The first thing to do is turn the text into tokens, for modern LLMs we use Byte Pair encoding, this is a subword tokenizera nd results in 50257 unique possible ids.  These token embeddings are then moved into higher dimensional space (768 for GPT 2) to give the tokens meaning in relation to each other.  This is then combined with a positional embedding to make INPUT EMBEDDINGS.

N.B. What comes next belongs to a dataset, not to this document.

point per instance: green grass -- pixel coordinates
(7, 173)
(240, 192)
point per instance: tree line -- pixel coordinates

The graph below shows the attention mechanism which is central to the llm work flow, this is a very important part where we take token and give them meaning to turn them into context vectors.  They do this by calculating relationships between tokens using queries, keys, and values, then weighting and summing the values to create a context vector for each token, capturing the importance of other tokens in the sequence. This allows the model to understand the context and relationships within the input.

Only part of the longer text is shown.